Architecture student wins SLC national award
An architecture student at Edinburgh University has won the Scottish Land Commission’s national student award for 2021.
Final year student Harry Whitmore will use the £1,000 award to undertake research into urban development and the role of community arts organisations to focus and drive re-use of vacant or derelict land.
He will research the regeneration model typified by the Stove Network, which played an integral role in initiating high street regeneration in Dumfries, and the community input into it, before carrying out an analysis of three arts-based community anchor groups in Edinburgh. The winning proposal focuses on areas of the Commission’s work such as models of land ownership and community-led regeneration of vacant or derelict land. It will also explore alternative routes to deliver land reform in urban areas.
Hamish Trench, CEO of the Scottish Land Commission, said: “We want to develop new approaches to make the most of Scotland’s land and help to build future research capacity to support land reform.
“Harry’s research focuses on land reform within urban environments, recognising that demand for housing and associated infrastructure is a key issue for Scotland’s recovery plans. The research will be a welcome addition to our work on tackling Scotland’s legacy of vacant and derelict land with the aim of finding ways to bring such sites back into productive use.
“The award is a great opportunity for students interested in land reform to work with us and explore issues, gather evidence and spark debate and understanding.”
On receiving the news, Harry Whitmore said: “I moved to Scotland four years ago to study architecture at the University of Edinburgh and quickly fell in love with both the city and the nation. This research is important to me because the question of who gets to build what, and where, has come to motivate both my academic and design-based work during my time living here.

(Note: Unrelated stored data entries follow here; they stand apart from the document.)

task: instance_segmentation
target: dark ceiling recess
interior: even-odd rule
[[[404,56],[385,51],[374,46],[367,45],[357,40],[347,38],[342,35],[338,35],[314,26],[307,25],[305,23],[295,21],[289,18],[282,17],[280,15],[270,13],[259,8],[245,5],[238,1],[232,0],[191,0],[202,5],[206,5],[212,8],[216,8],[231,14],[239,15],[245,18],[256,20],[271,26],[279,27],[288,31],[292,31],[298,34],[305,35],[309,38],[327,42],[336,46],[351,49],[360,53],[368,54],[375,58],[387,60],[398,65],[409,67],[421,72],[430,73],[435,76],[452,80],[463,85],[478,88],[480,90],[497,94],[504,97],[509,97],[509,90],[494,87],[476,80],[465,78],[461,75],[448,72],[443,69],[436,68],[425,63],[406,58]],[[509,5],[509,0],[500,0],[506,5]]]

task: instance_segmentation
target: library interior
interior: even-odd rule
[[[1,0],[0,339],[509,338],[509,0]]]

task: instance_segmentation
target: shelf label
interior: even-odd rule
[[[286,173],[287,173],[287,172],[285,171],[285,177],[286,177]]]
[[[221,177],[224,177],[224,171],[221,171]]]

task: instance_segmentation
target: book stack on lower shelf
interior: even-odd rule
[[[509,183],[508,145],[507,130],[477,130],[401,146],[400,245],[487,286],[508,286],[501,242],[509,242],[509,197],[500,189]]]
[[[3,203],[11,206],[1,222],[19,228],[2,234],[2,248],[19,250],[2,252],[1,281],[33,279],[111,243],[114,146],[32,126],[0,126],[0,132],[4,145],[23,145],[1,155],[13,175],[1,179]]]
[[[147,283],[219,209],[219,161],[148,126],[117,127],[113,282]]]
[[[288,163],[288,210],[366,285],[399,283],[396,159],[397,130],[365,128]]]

I hope this project will act as a springboard for me to begin a career supporting community led development of the built environment, whether that be through research, activism, or design.”
The Commission’s award is open to any student studying at a Scottish academic institution to undertake a land reform related piece of research. Research underpins the Commission’s work so that decisions and recommendations are thoroughly evidence based, and the organisation uses a wide academic network to provide research on key land reform issues.